On Tue, Nov 24, 2020 at 9:23 AM Ilya Kasnacheev <[email protected]>
wrote:

> Hello!
>
> It seems that you have run out of available memory. I.e., your operating
> system could not allocate more memory even though the demand was still in
> the range permitted by data region configuration. How much RAM do you have
> on that machine?
>
> That you still have heap left is irrelevant here, since the allocation is
> for non-heap memory.
>
> Regards,
> --
> Ilya Kasnacheev
>
>
> пн, 23 нояб. 2020 г. в 21:44, Scott Prater <[email protected]>:
>
>> Hello,
>>
>> I recently ran into an out-of-memory error on a durable persistent cache
>> I set up a few weeks ago.  I have a single node, with durable persistence
>> enabled, as well as WAL archiving.  I'm running Ignite ver.

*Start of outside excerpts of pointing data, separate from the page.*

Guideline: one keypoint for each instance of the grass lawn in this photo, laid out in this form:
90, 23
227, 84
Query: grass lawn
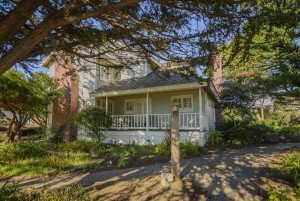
41, 158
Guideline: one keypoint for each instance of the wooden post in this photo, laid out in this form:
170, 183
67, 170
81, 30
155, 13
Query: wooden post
106, 105
175, 154
147, 112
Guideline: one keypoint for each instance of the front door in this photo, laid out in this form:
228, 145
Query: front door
140, 107
140, 111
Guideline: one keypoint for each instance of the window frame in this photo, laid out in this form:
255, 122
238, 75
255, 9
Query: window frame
125, 106
182, 97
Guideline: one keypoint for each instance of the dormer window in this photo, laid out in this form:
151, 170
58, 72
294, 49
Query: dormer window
108, 74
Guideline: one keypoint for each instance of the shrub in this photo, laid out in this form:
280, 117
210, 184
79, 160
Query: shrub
94, 121
189, 149
214, 138
12, 192
291, 164
288, 131
23, 150
82, 146
253, 133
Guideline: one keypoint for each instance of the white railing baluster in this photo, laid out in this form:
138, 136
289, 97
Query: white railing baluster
187, 121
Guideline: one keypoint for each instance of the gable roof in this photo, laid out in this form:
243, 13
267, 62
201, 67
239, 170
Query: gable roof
154, 79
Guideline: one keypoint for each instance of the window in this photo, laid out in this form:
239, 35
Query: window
129, 105
185, 102
109, 74
102, 104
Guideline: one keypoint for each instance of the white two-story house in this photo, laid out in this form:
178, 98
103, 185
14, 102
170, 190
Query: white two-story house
138, 100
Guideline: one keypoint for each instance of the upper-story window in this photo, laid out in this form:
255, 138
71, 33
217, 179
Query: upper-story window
185, 102
108, 74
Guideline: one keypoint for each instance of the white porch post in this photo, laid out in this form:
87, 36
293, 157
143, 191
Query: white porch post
106, 104
200, 109
147, 112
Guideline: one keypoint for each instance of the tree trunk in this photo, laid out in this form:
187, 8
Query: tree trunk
256, 112
262, 108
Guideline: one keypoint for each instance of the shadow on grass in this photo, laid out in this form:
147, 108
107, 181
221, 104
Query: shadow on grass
231, 175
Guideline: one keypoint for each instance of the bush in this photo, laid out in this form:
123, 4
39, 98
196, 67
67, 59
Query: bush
291, 164
253, 133
288, 131
189, 149
94, 121
83, 146
23, 150
122, 156
12, 192
214, 138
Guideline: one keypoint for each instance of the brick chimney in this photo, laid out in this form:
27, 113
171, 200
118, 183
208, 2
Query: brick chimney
217, 80
65, 109
218, 72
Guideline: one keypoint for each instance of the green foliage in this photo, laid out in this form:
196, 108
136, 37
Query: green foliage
125, 155
56, 134
163, 149
94, 121
214, 138
27, 98
253, 133
23, 150
279, 194
12, 192
82, 146
190, 149
289, 131
291, 164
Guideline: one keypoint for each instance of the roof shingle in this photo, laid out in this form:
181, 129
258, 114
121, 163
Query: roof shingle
151, 80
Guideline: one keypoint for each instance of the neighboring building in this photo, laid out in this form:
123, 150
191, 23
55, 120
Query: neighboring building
139, 101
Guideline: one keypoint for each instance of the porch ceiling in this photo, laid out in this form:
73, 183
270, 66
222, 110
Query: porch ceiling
150, 83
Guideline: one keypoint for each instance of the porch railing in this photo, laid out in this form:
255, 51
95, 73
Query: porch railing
187, 121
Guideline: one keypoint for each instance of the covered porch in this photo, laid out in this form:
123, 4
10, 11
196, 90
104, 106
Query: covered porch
151, 110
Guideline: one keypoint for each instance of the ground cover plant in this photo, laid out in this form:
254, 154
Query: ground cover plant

>> 2.8.1#20200521-sha1:86422096.
>>
>> I looked at the stack trace, but I couldn't get a clear fix on what part
>> of the system ran out of memory, or what parameters I should change to fix
>> the problem.  From what I could tell of the stack dump, it looks like the
>> WAL archive ran out of memory;  but the memory usage report that occurred
>> just a minute before the exception showed plenty of memory was available.
>>
>> Can someone with more experience tuning Ignite memory point me towards
>> the configuration parameters I should adjust?  Below are my log and my
>> configuration.  ( I have read the wiki page on memory tuning, but I'm happy
>> to be referred back to it.)
>>
>> The log, with the metrics right before the OOM exception, then the OOM
>> exception:
>>
>> [2020-11-22T19:20:39,787][INFO ][grid-timeout-worker-#22][IgniteKernal]

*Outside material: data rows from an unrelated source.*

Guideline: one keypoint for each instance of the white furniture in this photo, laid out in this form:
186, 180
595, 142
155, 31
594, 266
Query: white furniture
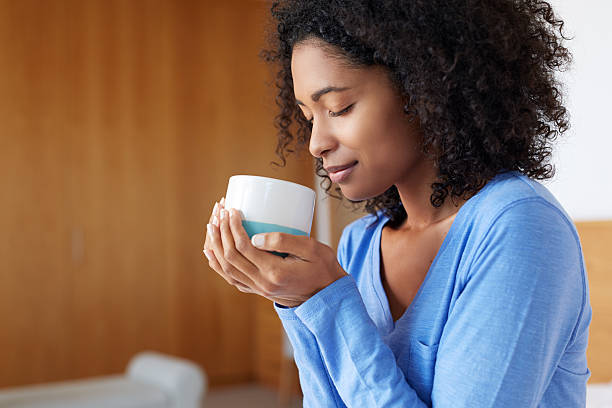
599, 395
152, 380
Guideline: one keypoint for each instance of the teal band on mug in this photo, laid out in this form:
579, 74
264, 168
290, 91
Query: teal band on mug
254, 227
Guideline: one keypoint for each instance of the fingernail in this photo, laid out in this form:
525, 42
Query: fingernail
207, 254
257, 240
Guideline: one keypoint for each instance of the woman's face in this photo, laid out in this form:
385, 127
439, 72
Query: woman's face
357, 117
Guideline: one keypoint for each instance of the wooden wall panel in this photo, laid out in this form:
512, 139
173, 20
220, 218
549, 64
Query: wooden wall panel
596, 239
120, 123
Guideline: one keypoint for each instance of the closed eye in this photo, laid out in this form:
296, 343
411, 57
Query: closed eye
342, 112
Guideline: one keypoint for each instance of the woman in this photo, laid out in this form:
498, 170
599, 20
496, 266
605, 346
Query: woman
465, 285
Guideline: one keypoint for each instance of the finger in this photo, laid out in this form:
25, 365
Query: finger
243, 242
231, 253
219, 251
301, 246
214, 264
211, 220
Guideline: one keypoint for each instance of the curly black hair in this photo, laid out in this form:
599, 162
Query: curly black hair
478, 74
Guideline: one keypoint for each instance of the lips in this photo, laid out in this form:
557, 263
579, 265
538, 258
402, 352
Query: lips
333, 169
338, 174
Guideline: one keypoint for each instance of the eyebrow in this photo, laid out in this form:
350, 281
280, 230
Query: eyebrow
317, 95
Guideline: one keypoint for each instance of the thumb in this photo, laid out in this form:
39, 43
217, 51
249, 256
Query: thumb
300, 246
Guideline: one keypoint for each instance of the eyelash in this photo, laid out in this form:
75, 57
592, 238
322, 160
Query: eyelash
336, 114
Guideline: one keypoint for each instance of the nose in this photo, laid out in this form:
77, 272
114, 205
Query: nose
321, 139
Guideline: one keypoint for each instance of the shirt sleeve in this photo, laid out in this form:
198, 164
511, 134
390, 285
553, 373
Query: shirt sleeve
505, 334
317, 386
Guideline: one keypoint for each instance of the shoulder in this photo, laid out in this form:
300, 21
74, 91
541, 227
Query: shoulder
512, 200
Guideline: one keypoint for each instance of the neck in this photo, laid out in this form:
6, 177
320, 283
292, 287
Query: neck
415, 192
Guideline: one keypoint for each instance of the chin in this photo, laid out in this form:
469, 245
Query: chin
357, 196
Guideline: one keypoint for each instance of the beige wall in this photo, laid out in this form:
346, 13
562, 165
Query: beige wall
120, 123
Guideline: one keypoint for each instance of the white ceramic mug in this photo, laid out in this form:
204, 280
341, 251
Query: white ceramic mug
271, 205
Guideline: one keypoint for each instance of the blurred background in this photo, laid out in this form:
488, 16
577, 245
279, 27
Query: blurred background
120, 124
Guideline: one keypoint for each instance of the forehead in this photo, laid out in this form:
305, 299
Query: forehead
313, 67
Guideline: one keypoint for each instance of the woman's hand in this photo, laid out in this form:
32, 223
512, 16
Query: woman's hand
309, 267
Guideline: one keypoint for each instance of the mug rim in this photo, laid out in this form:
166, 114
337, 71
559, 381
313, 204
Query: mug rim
274, 180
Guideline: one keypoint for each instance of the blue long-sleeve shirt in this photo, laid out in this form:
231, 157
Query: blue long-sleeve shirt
500, 320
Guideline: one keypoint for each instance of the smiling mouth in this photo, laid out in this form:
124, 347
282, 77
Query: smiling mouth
341, 173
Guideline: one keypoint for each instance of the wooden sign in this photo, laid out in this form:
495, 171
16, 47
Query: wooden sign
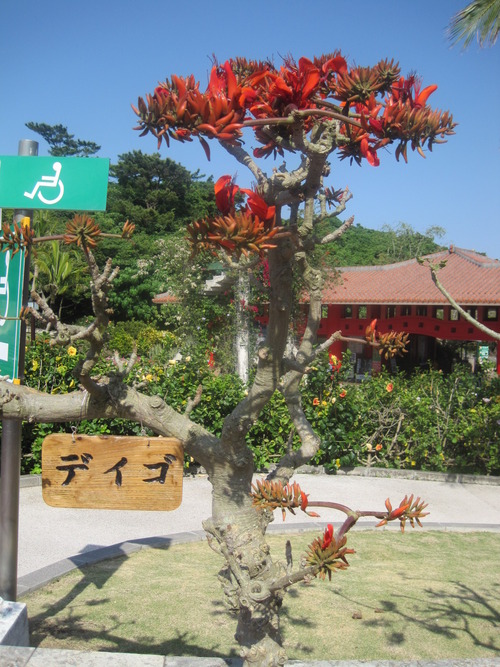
112, 472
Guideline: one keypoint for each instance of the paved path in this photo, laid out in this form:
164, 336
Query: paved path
55, 540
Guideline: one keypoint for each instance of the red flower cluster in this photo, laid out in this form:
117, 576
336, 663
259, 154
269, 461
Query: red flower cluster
249, 229
378, 104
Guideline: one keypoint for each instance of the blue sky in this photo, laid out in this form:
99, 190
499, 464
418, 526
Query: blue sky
82, 63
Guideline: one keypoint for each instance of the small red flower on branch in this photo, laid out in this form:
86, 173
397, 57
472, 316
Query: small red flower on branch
328, 554
408, 510
271, 495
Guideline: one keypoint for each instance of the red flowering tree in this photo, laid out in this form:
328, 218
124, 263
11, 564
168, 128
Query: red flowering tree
308, 112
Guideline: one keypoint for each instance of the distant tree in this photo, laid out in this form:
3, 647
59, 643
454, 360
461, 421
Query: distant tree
61, 142
59, 274
158, 194
317, 109
406, 243
479, 19
361, 246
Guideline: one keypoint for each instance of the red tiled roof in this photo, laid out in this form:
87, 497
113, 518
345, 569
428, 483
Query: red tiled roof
471, 279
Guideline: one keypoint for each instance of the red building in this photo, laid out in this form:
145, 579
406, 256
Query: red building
403, 297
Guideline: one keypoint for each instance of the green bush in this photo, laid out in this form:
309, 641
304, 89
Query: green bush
429, 421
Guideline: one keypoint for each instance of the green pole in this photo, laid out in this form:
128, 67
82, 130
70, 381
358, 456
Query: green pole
11, 452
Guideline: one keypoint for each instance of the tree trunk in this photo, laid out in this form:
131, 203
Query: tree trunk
237, 532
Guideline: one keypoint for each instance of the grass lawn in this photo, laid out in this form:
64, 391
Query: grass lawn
421, 595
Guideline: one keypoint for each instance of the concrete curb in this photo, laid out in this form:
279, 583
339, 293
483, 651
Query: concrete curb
13, 656
39, 578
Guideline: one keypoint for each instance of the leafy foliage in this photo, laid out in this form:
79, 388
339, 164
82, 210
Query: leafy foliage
61, 142
428, 421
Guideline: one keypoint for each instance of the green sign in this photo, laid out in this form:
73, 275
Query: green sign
11, 290
65, 183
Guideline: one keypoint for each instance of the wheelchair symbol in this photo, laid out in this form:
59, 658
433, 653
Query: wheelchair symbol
48, 182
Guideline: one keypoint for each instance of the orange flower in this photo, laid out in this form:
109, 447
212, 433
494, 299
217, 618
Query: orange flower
327, 537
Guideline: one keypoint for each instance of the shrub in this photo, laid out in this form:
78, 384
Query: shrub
429, 421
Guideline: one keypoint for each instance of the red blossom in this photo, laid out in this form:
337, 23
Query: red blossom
225, 191
327, 537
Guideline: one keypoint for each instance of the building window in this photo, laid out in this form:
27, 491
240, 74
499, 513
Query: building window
472, 311
347, 312
390, 312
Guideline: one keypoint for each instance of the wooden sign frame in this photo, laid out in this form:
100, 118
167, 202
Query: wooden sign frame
112, 472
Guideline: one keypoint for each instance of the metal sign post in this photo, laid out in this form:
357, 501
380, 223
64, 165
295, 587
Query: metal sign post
11, 442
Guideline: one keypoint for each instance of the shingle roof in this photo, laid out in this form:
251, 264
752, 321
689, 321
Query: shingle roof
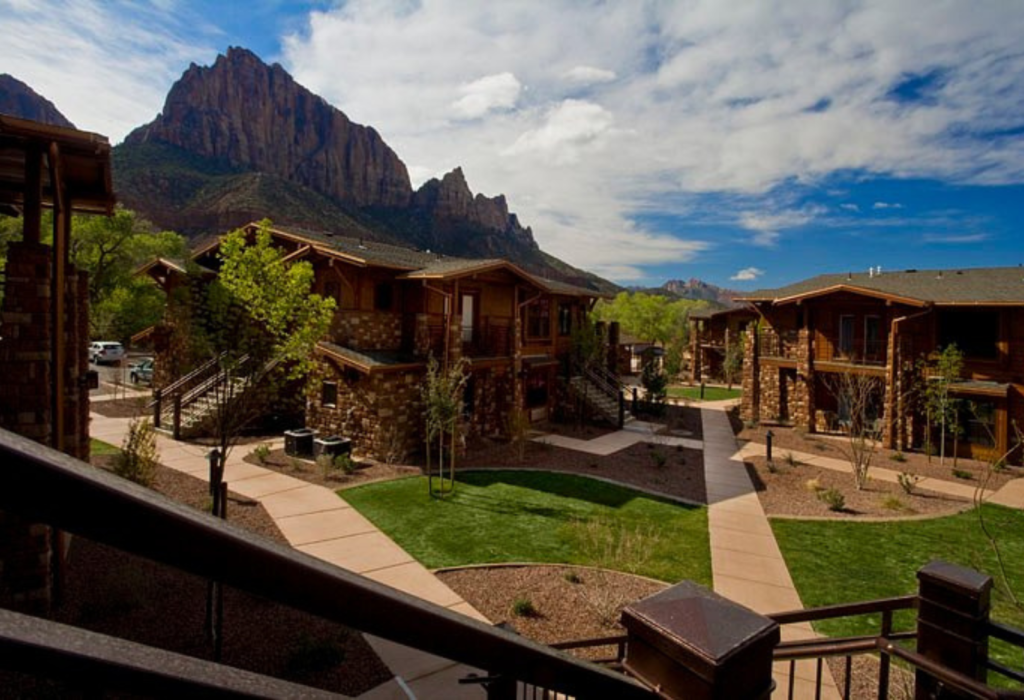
968, 286
422, 264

>> Metrics for local node (to disable set 'metricsLogFrequency' to 0)
>>     ^-- Node [id=2845fe3e, uptime=5 days, 15:08:38.033]
>>     ^-- Cluster [hosts=1, CPUs=4, servers=1, clients=0, topVer=1,
>> minorTopVer=1]
>>     ^-- Network [addrs=[0:0:0:0:0:0:0:1%lo, xxx.xxx.xxx.xxx, 127.0.0.1,
>> yyy.yyy.yyy.yyy], discoPort=47500, commPort=47100]

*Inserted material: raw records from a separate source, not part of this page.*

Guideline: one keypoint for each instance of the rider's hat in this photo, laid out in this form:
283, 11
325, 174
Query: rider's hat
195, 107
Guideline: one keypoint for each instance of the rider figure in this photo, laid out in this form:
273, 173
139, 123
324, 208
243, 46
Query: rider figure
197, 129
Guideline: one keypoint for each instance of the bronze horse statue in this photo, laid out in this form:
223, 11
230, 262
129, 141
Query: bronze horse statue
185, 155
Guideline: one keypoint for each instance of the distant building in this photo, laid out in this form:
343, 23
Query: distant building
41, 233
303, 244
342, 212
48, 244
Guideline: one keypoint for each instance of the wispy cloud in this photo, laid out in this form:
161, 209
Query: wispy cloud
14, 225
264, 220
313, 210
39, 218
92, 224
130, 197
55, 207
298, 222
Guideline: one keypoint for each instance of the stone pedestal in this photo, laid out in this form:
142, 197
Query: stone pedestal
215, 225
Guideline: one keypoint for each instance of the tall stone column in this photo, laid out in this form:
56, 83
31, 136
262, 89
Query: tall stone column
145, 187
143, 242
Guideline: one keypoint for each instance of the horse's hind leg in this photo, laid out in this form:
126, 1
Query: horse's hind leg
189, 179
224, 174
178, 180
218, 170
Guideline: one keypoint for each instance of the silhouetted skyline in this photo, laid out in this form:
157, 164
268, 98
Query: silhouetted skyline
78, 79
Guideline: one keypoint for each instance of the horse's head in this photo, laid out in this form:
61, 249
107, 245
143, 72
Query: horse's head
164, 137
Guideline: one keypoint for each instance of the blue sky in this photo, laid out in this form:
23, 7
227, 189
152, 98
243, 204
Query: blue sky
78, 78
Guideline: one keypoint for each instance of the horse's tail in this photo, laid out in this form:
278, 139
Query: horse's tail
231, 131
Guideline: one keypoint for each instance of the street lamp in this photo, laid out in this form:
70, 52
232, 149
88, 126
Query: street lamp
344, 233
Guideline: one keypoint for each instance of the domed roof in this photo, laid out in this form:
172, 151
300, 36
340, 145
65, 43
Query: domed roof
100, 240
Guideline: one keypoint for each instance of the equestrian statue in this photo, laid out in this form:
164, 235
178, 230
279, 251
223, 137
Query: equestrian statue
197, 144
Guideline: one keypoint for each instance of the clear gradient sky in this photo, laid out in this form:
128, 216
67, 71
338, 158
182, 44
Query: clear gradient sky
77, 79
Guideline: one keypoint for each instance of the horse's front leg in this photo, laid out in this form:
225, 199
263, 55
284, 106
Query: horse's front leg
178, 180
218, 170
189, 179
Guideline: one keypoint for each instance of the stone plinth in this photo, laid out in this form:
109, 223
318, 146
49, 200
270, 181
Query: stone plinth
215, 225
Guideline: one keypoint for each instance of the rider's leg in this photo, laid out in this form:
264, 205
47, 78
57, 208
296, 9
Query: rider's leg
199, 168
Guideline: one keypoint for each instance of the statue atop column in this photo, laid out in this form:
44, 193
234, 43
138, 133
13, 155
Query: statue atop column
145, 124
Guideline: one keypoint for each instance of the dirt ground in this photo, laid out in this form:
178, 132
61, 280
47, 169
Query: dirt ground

>>     ^-- CPU [CPUs=4, curLoad=0.33%, avgLoad=0.29%, GC=0%]
>>     ^-- Heap [used=316MB, free=62.34%, comm=812MB]
>>     ^-- Off-heap memory [used=4288MB, free=33.45%, allocated=6344MB]
>>     ^-- Page memory [pages=1085139]
>>     ^--   sysMemPlc region [type=internal, persistence=true,
>> lazyAlloc=false,
>>       ...  initCfg=40MB, maxCfg=100MB, usedRam=0MB, freeRam=99.99%,
>> allocRam=100MB, allocTotal=0MB]
>>     ^--   default_region region [type=default, persistence=true,
>> lazyAlloc=true,
>>       ...  initCfg=256MB, maxCfg=6144MB, usedRam=4288MB, freeRam=30.2%,
>> allocRam=6144MB, allocTotal=4240MB]
>>     ^--   metastoreMemPlc region [type=internal, persistence=true,
>> lazyAlloc=false,
>>       ...  initCfg=40MB, maxCfg=100MB, usedRam=0MB, freeRam=99.94%,
>> allocRam=0MB, allocTotal=0MB]
>>     ^--   TxLog region [type=internal, persistence=true, lazyAlloc=false,
>>       ...  initCfg=40MB, maxCfg=100MB, usedRam=0MB, freeRam=100%,
>> allocRam=100MB, allocTotal=0MB]
>>     ^-- Ignite persistence [used=4240MB]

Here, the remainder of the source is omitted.